Both versions of hemlock are VERY poisonous, so it's imperative that you get a positive ID on this plant before you eat ANY of it. The Identity of the plant lies in it's details. Stripes are definately different than "mottles" or spots. Yes it makes a difference. Carrot,, Chervil, and a few other look-similars, have stripes not spots. Hemlock has a mottled stem with NO hairs.
The pictures above are of wild carrot. notice the stripes and hairs.
Chervil is a similar looking plant. Chaerophyllum procumbens
Guests can not see images in the messages. Please register in the forum.

Another detail is in the seedheads of the plants. this is Chervil seeds. I have not yet uploaded pictures of carrot seedheads.
Guests can not see images in the messages. Please register in the forum.

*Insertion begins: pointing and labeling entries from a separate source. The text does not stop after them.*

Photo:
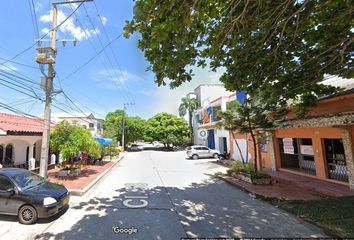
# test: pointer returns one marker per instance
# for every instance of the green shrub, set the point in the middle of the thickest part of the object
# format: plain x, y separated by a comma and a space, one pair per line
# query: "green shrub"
259, 175
248, 168
239, 167
236, 166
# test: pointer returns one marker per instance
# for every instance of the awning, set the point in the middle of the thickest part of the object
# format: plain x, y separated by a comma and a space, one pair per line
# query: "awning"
104, 141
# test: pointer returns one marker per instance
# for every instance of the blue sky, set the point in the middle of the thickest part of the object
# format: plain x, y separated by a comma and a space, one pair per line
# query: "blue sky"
103, 85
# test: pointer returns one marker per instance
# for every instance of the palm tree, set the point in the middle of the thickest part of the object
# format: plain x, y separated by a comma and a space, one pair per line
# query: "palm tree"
188, 105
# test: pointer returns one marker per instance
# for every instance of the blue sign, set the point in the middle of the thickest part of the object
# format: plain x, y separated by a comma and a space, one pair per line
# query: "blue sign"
241, 96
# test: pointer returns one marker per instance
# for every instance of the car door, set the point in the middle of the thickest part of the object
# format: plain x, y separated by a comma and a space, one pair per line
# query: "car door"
205, 152
6, 203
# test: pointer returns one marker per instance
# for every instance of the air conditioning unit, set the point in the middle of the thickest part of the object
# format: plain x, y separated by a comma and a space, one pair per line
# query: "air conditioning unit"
45, 55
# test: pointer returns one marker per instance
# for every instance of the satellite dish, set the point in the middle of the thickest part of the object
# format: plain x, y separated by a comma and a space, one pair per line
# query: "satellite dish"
202, 134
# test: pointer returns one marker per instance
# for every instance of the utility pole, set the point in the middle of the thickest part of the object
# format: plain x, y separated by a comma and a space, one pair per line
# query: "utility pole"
43, 58
123, 121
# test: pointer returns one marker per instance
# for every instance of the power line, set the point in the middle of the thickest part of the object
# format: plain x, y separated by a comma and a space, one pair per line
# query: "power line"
112, 71
110, 62
18, 63
113, 54
94, 48
34, 18
92, 58
31, 46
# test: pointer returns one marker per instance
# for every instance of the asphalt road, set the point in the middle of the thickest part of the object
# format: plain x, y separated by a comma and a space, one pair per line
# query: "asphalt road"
162, 195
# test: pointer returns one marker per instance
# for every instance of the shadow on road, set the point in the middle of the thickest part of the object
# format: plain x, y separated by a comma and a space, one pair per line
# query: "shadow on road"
199, 211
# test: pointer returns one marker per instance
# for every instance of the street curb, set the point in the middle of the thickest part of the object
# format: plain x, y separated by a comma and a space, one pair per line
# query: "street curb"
81, 192
256, 195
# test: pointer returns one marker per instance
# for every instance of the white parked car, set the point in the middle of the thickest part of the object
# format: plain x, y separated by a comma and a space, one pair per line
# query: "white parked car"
197, 151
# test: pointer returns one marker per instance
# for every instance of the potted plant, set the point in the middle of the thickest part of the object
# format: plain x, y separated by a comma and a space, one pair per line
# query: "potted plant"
246, 172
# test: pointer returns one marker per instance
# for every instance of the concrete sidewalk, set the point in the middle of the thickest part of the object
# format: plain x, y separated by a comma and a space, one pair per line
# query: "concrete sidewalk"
88, 177
279, 190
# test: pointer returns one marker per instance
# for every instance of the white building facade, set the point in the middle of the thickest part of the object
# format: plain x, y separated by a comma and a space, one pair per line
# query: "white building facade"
212, 98
20, 140
88, 120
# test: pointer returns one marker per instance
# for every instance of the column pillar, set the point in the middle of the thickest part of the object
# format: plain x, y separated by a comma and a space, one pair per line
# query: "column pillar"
320, 158
347, 138
30, 151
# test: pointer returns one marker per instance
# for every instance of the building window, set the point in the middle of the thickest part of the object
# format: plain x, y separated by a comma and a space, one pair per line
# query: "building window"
297, 154
1, 153
9, 152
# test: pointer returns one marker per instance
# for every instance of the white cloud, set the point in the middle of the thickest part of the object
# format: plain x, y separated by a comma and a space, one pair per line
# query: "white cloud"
104, 20
68, 26
38, 6
114, 78
8, 68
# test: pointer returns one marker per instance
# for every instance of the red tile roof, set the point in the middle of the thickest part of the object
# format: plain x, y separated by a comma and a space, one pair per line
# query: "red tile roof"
15, 123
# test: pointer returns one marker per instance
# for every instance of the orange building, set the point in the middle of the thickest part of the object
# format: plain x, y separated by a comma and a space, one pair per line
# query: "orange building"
320, 146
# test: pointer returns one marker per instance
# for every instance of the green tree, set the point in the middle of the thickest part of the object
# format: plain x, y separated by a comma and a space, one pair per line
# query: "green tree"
135, 127
69, 139
283, 48
168, 129
188, 105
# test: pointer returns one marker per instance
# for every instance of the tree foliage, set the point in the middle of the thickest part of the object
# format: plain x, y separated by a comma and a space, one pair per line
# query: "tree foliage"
281, 48
134, 127
246, 118
168, 129
69, 139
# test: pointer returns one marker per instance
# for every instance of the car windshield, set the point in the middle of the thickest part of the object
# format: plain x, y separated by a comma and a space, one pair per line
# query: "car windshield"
26, 180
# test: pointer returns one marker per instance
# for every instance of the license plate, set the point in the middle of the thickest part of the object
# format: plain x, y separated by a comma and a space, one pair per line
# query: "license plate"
65, 201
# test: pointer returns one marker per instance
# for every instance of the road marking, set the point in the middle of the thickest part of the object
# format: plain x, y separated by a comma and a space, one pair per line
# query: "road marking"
135, 201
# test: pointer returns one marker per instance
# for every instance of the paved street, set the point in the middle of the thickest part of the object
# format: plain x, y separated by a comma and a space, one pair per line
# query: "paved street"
183, 200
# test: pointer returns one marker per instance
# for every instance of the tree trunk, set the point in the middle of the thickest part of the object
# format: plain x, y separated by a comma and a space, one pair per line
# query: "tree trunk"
190, 126
254, 151
238, 147
254, 143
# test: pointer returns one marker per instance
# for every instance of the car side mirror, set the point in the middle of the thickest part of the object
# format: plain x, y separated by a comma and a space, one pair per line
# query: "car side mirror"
10, 191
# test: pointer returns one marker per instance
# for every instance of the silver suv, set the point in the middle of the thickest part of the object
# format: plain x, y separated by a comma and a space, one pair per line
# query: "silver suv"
197, 151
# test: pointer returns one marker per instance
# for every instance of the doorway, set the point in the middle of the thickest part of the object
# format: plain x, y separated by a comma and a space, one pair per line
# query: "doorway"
336, 163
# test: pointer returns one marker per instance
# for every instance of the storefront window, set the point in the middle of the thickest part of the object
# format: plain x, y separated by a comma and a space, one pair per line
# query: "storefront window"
297, 154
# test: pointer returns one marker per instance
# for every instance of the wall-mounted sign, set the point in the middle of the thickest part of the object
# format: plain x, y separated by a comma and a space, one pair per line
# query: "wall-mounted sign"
264, 147
288, 145
202, 134
306, 149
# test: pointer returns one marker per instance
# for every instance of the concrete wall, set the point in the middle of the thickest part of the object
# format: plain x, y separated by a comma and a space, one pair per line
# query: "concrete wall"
20, 144
95, 131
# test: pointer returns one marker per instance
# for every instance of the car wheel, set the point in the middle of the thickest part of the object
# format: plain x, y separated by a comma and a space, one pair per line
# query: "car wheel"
27, 215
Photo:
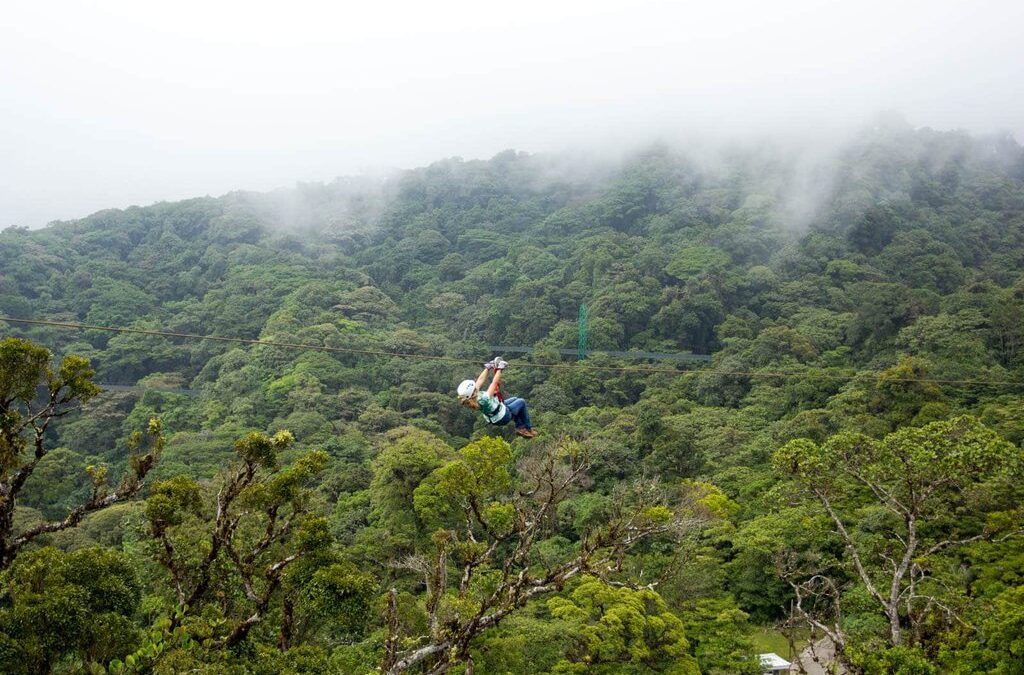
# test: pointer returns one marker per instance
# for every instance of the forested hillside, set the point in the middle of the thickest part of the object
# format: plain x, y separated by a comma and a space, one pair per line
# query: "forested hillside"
846, 469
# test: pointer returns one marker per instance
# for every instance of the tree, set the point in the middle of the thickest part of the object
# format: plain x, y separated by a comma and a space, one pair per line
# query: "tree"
55, 604
25, 419
491, 518
233, 555
898, 504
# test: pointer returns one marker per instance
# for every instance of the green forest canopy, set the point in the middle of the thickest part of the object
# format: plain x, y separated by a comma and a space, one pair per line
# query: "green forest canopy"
317, 512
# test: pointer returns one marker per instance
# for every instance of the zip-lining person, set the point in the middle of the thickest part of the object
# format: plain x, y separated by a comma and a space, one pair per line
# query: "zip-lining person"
491, 403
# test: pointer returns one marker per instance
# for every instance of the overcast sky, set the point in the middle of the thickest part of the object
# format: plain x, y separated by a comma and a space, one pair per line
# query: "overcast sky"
113, 103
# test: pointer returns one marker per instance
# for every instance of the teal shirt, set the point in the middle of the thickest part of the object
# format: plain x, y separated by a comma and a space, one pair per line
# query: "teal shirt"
492, 409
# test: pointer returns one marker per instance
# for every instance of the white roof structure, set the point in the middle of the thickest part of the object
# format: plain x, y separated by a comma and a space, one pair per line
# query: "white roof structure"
773, 663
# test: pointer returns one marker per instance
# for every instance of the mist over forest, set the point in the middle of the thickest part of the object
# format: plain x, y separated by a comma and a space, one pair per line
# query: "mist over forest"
839, 483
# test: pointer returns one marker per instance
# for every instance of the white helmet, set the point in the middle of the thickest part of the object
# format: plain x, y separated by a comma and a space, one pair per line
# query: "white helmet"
466, 388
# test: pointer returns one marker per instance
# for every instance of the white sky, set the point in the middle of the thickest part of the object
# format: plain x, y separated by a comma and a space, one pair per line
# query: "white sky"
112, 103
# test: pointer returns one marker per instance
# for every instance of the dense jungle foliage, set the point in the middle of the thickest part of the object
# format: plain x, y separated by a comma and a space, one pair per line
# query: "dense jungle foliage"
844, 475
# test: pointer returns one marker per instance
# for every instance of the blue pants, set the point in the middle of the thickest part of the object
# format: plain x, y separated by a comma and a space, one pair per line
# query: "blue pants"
517, 413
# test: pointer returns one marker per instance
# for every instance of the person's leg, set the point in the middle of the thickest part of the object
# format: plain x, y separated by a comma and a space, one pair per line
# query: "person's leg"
517, 407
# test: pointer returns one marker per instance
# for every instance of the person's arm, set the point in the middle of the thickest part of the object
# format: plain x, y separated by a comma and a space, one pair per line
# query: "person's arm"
481, 379
494, 383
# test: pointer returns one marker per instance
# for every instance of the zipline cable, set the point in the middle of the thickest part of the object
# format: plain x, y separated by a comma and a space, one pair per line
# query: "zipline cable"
452, 360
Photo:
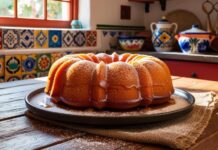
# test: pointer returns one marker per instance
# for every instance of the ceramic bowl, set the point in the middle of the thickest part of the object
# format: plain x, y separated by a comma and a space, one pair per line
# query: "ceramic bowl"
194, 40
131, 43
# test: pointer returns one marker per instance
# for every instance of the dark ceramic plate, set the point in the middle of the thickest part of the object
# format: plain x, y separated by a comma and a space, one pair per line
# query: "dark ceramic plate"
40, 104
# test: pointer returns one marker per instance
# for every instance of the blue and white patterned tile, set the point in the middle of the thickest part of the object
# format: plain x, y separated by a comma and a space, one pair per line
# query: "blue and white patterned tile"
42, 74
91, 38
79, 39
29, 76
26, 38
55, 38
41, 39
11, 39
13, 78
67, 38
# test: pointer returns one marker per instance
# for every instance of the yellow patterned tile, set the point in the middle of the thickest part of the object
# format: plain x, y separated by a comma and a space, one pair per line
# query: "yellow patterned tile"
41, 38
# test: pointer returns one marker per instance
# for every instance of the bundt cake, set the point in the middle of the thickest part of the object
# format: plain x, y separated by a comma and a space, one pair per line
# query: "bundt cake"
109, 81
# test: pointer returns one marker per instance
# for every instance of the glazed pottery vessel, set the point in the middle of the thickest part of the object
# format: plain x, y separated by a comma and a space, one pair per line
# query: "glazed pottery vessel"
194, 40
163, 34
131, 43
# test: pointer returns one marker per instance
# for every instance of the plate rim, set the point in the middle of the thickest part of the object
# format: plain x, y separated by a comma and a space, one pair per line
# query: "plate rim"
188, 108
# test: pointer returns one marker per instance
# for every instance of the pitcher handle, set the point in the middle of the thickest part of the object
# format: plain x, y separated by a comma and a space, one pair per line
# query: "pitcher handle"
153, 26
175, 27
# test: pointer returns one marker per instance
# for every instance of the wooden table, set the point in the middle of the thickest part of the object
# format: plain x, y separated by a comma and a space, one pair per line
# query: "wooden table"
19, 132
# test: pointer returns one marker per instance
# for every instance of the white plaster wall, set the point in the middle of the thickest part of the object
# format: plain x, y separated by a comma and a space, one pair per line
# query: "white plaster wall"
108, 12
84, 13
194, 6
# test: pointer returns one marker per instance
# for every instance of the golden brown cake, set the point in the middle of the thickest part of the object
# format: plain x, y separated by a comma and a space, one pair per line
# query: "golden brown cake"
109, 81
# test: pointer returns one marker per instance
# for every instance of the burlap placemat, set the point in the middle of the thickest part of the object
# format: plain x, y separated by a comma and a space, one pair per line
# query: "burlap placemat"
180, 133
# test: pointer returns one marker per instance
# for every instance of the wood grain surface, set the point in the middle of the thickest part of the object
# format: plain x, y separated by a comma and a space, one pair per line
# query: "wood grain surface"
19, 132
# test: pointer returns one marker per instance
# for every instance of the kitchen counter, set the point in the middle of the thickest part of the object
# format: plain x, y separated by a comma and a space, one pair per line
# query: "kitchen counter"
208, 57
19, 132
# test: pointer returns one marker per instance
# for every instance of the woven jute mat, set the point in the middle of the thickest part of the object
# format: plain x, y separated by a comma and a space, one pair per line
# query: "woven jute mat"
180, 133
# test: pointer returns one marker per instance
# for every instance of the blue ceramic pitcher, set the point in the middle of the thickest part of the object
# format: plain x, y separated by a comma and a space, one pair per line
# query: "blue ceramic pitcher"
163, 34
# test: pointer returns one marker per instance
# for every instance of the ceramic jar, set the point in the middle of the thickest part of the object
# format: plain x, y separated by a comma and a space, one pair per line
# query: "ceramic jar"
194, 40
163, 34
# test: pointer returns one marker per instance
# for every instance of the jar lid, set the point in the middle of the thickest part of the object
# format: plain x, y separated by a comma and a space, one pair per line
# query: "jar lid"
194, 30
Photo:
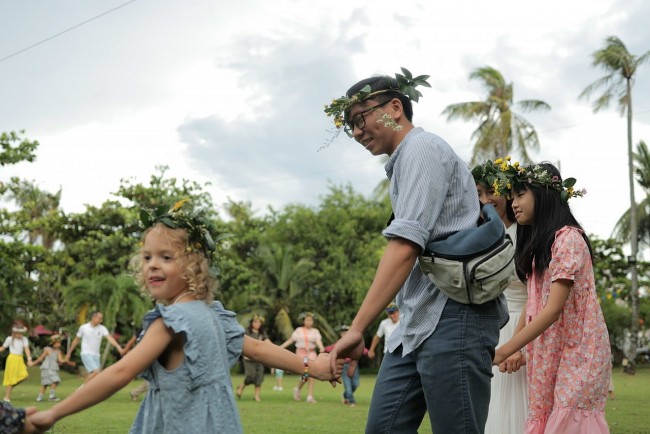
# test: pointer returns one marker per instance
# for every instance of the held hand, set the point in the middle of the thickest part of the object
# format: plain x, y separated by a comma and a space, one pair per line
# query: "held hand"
349, 346
38, 422
512, 363
321, 369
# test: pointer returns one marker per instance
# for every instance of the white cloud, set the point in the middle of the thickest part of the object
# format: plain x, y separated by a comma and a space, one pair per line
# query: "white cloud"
233, 94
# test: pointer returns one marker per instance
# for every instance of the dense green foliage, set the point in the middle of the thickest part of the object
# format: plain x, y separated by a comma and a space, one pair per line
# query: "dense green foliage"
56, 267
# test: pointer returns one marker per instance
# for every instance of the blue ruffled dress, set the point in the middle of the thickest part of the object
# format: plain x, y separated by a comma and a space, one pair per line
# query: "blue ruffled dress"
196, 397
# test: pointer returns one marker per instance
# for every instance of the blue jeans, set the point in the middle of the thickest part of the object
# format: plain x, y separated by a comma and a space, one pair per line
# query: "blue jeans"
350, 384
449, 374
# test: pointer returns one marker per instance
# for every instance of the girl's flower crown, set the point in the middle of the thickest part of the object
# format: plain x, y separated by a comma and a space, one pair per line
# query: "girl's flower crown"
406, 85
199, 229
505, 175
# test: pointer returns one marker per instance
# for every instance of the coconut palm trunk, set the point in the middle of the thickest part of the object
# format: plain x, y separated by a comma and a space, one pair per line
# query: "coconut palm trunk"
630, 368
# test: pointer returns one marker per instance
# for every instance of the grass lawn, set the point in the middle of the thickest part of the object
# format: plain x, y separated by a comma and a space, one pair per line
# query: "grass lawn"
278, 413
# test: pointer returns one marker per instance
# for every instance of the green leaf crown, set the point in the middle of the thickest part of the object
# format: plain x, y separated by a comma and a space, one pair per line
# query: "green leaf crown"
502, 175
406, 85
199, 229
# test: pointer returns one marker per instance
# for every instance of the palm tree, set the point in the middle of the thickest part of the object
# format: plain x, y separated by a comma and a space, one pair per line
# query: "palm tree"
621, 66
39, 209
500, 131
623, 228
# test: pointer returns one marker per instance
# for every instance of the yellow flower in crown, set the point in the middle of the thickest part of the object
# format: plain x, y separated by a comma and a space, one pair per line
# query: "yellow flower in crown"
178, 205
198, 226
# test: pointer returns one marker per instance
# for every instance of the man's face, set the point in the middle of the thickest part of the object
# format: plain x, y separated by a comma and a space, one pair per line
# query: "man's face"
97, 319
370, 125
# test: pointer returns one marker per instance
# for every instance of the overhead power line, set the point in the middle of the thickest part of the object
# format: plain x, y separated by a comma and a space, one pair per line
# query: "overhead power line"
65, 31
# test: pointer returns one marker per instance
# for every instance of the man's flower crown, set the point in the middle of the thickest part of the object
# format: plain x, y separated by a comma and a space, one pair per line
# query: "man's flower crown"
199, 230
406, 85
502, 175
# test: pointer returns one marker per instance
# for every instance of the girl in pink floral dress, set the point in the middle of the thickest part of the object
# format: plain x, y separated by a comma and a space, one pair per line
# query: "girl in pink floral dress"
567, 345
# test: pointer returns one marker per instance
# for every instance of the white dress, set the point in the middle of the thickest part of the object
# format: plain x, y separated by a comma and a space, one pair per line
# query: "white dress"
509, 396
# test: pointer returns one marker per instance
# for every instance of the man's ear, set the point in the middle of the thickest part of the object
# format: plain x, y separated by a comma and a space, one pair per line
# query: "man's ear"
396, 109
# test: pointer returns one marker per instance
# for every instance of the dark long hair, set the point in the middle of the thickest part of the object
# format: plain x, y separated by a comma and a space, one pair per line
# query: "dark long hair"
534, 241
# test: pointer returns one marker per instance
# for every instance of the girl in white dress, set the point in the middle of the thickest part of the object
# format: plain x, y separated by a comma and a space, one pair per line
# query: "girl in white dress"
509, 398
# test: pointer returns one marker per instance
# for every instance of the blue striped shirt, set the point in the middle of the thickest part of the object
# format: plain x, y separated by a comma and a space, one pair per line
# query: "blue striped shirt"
433, 194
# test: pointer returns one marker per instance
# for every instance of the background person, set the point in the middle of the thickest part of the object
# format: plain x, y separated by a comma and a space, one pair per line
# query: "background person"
15, 368
385, 329
307, 338
90, 335
254, 371
51, 358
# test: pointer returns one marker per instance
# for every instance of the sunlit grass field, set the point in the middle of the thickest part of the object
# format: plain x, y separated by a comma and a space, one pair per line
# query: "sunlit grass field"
628, 413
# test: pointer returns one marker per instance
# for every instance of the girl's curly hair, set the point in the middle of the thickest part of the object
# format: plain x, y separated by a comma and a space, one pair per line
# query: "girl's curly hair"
194, 265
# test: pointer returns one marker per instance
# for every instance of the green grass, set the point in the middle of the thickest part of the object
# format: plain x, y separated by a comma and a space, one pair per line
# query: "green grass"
278, 413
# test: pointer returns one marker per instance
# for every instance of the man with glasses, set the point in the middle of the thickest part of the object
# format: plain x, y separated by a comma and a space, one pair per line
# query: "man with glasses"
440, 355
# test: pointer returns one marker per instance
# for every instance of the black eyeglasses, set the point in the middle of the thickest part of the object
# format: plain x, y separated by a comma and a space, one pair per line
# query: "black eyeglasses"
359, 120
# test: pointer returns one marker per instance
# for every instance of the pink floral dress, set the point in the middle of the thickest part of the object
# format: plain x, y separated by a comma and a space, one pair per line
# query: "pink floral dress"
569, 364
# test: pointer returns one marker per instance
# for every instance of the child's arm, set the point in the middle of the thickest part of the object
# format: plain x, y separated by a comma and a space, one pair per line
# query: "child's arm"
288, 342
518, 359
112, 379
319, 344
550, 313
40, 358
272, 355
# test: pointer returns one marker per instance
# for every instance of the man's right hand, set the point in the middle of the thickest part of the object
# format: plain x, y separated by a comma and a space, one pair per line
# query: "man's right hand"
349, 346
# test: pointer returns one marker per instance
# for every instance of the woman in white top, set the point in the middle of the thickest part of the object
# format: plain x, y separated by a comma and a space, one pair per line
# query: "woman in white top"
509, 397
15, 370
307, 338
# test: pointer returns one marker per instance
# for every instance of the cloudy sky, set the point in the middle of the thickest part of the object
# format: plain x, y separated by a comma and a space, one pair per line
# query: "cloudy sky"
234, 95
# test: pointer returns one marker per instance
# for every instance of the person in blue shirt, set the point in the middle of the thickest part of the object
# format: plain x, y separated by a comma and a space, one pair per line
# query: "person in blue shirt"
439, 357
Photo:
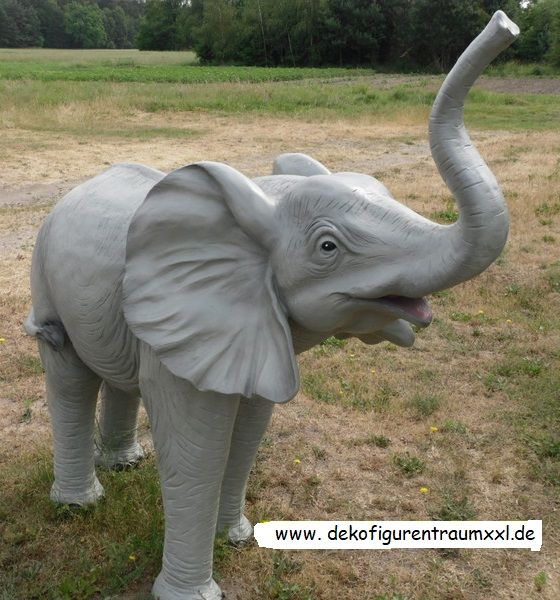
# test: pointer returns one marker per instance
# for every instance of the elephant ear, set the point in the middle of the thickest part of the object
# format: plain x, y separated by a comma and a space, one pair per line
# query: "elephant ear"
198, 287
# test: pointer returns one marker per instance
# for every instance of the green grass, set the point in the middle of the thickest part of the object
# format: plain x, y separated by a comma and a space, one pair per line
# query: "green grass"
34, 84
162, 73
96, 56
517, 69
123, 543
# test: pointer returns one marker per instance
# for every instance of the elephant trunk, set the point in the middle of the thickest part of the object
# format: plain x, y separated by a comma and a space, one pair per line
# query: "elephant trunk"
465, 249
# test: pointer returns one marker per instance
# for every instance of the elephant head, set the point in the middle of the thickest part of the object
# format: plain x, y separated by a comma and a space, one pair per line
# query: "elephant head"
219, 266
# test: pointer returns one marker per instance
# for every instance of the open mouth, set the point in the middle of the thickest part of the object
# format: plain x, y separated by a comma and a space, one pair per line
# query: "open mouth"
414, 310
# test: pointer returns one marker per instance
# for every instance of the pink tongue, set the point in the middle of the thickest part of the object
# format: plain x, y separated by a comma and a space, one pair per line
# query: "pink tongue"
413, 306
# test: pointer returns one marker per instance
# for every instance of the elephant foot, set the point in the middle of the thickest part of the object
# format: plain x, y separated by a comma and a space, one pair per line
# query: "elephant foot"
119, 459
241, 531
162, 590
77, 498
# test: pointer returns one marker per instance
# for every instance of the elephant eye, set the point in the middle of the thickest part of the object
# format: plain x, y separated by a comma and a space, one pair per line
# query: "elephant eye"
328, 246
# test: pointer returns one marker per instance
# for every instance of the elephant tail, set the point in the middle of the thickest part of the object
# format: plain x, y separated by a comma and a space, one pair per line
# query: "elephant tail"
52, 332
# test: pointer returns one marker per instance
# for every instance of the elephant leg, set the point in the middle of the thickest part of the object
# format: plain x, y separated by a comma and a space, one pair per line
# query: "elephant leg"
192, 435
252, 420
117, 445
72, 390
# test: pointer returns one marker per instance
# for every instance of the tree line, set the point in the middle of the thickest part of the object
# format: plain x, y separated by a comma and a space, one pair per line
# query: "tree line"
405, 34
399, 33
70, 23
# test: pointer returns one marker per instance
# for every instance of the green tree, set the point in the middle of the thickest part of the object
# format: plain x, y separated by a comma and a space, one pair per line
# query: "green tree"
354, 31
51, 17
216, 39
536, 22
442, 29
158, 28
116, 26
19, 25
84, 25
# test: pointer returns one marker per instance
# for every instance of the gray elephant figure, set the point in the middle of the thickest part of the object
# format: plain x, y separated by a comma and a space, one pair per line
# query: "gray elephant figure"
195, 290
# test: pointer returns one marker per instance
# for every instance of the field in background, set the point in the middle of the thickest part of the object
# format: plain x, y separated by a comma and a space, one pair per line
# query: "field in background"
472, 412
135, 66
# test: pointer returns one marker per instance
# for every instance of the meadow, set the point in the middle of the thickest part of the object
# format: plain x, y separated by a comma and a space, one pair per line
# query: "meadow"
465, 425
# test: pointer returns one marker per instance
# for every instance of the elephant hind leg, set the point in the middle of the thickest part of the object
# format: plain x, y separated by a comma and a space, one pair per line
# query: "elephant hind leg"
72, 390
117, 445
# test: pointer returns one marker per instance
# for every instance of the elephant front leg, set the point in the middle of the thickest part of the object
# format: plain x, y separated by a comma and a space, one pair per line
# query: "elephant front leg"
250, 426
192, 434
117, 445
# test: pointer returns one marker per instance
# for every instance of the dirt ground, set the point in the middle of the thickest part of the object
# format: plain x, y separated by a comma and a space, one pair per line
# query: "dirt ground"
41, 167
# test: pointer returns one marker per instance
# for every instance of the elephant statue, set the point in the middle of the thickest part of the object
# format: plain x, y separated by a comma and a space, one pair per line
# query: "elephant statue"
195, 290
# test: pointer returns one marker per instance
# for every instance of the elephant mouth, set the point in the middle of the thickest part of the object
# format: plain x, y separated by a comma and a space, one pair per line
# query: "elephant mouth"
414, 310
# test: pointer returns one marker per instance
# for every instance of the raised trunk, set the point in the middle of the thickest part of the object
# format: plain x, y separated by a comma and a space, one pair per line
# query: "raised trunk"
465, 249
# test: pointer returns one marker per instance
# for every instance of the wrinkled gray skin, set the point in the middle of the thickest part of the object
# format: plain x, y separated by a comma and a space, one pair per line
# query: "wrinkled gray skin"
196, 289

You're going to have to look at all sorts of details, like the leaf petiole sheath and midvein, How often the plant branches, the root system, etc. Here are a few things that look similar to what you have, that will show what details you need to observe. At this point, it doesn't matter what plant I post a picture of, as I don't think I have a picture of your plant.
different leaves and good display of the veins
Guests can not see images in the messages. Please register in the forum.
Guests can not see images in the messages. Please register in the forum.

different root systems
Guests can not see images in the messages. Please register in the forum.
Guests can not see images in the messages. Please register in the forum.

This is probably your best bet. You need good pictures or a plant in hand to go through the list. It takes a lot of time, but it's the best way I've found to find exactly what I have in hand. Some species are still questionable LOL!!
http://botany.csdl.tamu.edu/FLORA/cg...ery?q=apiaceae

I highly recommend getting the book "Botany in a Day" by Thomas Elpel.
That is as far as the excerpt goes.